For the ten years when my day job was that of a fulltime parish priest it was easier to convince myself that I was shaping my life around what I believe. I could point at things which seemed to prove it. Now that I’m living the ‘portfolio’ version of priesthood and spend a lot of time not-in-church I find it harder to be sure that what I believe makes any real difference to what I do. This is not, emphatically not, because I think that to be a real, authentic fulltime Christian you have to work for the church. I’m continually challenged and inspired by people living out their faith effectively and visibly in all sorts of contexts. It’s just that it’s easier to make it look as though you’re walking the walk if you’re wearing a clerical collar all day and spending a lot of time doing ‘churchy’ stuff.

So here I am, struggling with the same issues, I guess, as any Christian-who-happens-not-to-work-fulltime-(or-even-at-all)-for-the-church. Wondering whether the way that I live really is formed by the Gospel imperatives of grace, justice, forgiveness, generosity, nurture, right relationships and a bias to the marginalised and disempowered. The latter is particularly taxing me, I think.

I don’t know the answer. I’m a work in progress. And so is my reading of the disturbing book: eighty pages to go and more sleepless nights to come. I’ll keep you posted. I have a feeling this one’s going to run and run …

Vulnerable Adults

Honesty and vulnerability have stopped me in my tracks three times in the past few weeks. Not my own heart-on-sleeve habit, which regularly trips me up, but other people’s willingness to acknowledge their fragility in public.

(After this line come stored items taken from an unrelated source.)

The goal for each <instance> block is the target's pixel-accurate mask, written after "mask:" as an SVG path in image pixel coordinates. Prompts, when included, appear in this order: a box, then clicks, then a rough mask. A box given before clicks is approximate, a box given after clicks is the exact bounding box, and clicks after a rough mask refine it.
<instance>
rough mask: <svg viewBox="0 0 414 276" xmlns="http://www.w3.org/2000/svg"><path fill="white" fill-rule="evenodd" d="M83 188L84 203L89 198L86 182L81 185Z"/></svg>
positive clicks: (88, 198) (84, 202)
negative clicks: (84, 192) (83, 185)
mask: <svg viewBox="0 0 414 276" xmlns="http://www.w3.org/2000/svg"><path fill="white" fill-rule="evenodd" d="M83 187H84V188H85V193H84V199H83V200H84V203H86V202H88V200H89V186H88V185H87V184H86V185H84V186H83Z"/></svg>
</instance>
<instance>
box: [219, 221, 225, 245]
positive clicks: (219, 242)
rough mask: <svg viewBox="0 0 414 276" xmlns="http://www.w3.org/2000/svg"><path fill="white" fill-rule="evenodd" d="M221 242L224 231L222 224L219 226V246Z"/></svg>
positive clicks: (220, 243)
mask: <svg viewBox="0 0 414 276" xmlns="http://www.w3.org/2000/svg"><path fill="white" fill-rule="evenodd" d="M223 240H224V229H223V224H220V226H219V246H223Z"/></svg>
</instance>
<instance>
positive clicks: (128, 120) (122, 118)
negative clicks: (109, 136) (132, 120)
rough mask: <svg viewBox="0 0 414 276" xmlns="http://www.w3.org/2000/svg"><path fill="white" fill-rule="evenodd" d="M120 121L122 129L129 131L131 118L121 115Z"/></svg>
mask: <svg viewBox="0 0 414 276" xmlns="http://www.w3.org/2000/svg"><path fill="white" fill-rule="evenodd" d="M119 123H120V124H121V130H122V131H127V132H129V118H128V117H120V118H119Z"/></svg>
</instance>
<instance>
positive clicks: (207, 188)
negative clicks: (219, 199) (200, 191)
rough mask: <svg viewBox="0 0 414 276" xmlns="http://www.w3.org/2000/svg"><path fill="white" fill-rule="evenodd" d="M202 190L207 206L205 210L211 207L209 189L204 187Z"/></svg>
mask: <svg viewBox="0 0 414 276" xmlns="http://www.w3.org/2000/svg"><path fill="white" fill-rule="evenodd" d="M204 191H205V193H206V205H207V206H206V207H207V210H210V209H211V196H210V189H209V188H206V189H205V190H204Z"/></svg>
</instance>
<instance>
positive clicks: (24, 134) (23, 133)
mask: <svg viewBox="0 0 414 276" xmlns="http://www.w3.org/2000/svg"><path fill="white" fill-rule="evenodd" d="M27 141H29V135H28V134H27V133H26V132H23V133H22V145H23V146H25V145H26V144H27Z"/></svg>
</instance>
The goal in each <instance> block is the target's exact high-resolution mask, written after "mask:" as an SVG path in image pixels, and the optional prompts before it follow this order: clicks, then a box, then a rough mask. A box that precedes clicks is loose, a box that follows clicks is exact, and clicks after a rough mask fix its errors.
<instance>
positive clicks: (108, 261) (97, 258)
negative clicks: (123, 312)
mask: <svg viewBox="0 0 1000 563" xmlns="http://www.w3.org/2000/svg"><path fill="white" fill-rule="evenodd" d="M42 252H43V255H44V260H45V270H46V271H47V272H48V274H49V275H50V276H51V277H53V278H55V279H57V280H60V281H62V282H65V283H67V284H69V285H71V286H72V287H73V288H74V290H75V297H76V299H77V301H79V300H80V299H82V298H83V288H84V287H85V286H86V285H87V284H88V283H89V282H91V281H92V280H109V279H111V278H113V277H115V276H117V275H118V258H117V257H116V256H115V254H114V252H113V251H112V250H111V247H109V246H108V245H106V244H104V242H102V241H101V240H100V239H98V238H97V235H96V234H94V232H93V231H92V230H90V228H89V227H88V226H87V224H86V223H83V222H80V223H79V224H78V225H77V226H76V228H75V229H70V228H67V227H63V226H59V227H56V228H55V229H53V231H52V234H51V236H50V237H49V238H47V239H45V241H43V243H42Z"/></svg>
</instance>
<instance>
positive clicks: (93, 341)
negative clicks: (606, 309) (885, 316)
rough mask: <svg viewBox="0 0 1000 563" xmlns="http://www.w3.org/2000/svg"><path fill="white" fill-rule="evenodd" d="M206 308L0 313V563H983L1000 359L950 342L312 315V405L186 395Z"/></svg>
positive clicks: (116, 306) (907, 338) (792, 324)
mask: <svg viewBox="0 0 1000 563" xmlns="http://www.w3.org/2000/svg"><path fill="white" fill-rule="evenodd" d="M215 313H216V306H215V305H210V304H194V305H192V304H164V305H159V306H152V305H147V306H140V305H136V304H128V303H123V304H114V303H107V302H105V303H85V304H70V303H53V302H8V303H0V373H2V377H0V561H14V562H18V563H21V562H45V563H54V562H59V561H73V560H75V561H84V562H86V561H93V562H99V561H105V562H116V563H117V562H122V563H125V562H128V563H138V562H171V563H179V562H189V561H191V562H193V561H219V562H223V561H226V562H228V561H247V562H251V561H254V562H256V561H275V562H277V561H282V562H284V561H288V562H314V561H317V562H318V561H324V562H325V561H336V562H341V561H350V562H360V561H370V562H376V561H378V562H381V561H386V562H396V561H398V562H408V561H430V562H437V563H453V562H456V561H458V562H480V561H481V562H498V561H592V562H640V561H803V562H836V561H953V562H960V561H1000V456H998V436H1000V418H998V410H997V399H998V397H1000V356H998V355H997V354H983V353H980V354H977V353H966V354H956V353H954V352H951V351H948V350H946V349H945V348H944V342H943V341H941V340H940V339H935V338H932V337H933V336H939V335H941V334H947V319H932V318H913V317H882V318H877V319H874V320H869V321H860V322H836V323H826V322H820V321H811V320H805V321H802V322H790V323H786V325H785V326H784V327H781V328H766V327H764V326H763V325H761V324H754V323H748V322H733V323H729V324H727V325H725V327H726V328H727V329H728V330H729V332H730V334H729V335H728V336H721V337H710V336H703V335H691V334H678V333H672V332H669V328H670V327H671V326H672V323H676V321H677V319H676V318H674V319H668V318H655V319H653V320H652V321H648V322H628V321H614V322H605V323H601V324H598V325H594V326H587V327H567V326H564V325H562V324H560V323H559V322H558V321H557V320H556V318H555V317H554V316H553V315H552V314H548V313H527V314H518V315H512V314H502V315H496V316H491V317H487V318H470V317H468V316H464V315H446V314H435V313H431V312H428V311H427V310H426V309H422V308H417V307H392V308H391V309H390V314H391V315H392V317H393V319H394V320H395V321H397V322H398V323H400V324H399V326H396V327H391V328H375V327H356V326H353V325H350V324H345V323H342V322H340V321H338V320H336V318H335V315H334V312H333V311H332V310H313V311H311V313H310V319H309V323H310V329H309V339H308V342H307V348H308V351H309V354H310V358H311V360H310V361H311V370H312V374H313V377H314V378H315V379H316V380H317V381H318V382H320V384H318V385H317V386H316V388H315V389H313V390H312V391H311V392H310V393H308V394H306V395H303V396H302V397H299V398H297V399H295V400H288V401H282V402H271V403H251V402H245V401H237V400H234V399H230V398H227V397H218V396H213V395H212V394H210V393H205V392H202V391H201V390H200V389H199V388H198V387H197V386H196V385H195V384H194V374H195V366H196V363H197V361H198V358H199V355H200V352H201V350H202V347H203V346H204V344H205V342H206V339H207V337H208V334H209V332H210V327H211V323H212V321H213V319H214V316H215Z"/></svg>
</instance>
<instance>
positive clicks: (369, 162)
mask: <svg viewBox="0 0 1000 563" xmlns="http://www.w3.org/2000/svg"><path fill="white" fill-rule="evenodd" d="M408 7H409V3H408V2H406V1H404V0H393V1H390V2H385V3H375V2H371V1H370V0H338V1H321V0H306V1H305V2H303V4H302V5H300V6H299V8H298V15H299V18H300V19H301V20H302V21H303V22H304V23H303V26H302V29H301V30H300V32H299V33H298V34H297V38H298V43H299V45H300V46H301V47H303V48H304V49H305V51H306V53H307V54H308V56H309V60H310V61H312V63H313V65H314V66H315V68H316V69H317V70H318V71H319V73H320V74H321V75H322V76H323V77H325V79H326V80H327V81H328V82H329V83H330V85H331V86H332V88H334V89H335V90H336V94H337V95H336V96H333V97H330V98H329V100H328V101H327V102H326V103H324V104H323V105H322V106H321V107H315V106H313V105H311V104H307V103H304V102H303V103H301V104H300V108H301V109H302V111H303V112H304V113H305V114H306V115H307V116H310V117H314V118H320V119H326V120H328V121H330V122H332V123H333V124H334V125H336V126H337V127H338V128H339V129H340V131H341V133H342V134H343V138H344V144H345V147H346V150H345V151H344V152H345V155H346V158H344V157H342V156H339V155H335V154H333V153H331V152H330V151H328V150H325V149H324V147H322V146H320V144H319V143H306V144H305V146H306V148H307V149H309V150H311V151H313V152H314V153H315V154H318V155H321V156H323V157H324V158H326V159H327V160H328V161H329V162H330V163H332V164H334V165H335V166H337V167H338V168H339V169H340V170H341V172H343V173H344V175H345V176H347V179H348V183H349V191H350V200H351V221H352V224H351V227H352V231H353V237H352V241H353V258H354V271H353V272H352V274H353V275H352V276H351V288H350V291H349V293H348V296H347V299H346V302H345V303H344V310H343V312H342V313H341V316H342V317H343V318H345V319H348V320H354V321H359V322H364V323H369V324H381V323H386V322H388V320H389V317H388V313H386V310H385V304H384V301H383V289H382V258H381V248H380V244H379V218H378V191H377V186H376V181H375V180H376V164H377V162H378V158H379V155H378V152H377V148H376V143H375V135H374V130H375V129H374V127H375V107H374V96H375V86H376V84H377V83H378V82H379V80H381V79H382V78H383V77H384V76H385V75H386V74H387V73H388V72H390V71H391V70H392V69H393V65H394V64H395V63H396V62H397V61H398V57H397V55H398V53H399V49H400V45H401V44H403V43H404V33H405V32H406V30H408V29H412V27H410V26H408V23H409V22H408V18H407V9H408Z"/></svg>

Firstly it was Katharine Welby’s musings about her ongoing experience of hope and despair in the midst of depression. Then Giles Fraser’s ‘Thought for the Day’ in which he tipped off a million or so listeners to the fact that he spends time on the therapist’s couch. And finally Vicky Walker’s anguished and hilarious blog story of a day of mess and awkwardness – life as lived by the gloriously imperfect.

Most of us struggle to some degree with issues around vulnerability and openness. How much we reveal of our deepest hopes, questions and fears will depend on our personality and preferences, our comfort level with the individual or group that we’re talking to, our awareness of the impact on relationships and professional roles, and quite simply our fear of being misunderstood.

If you don’t want to make yourself vulnerable then the answer is simple: keep your thoughts and struggles to yourself. Katharine’s blog went viral, and was followed by an excellent interview in The Telegraph where she acknowledged both her fear of ‘getting boxed up as the Archbishop of Canterbury’s Depressed Daughter’ and also the relief she experienced – and the countless grateful responses she received – when she did speak out.

We generally learn most about ourselves, others, life and God when we are willing to take off our metaphorical protective clothing. As Vicky Walker puts it, ‘How can anyone really know me if I hide? And how can you really be known if you say you’re OK too?’ Of course the appropriate level of disclosure does require some good sense. In a subsequent interview on Radio 4’s ‘PM’, Giles Fraser was asked what drove him to therapy in the first place. Laughing, he replied, ‘The point about the therapist’s couch is it’s a safe space to talk about one’s own problems and anxieties – and the point about the PM programme is that it’s not!’

Richard Rohr writes‘Intimacy lets itself out and lets the other in … You are always larger after any intimate encounter … It is always grace’. Even if we’re not living life in the public eye, any decision about opening our hearts involves a risk assessment. But at the right time and with the right person the risks are often outweighed by the potential for new understanding, deepened relationships and real growth, together, in wisdom.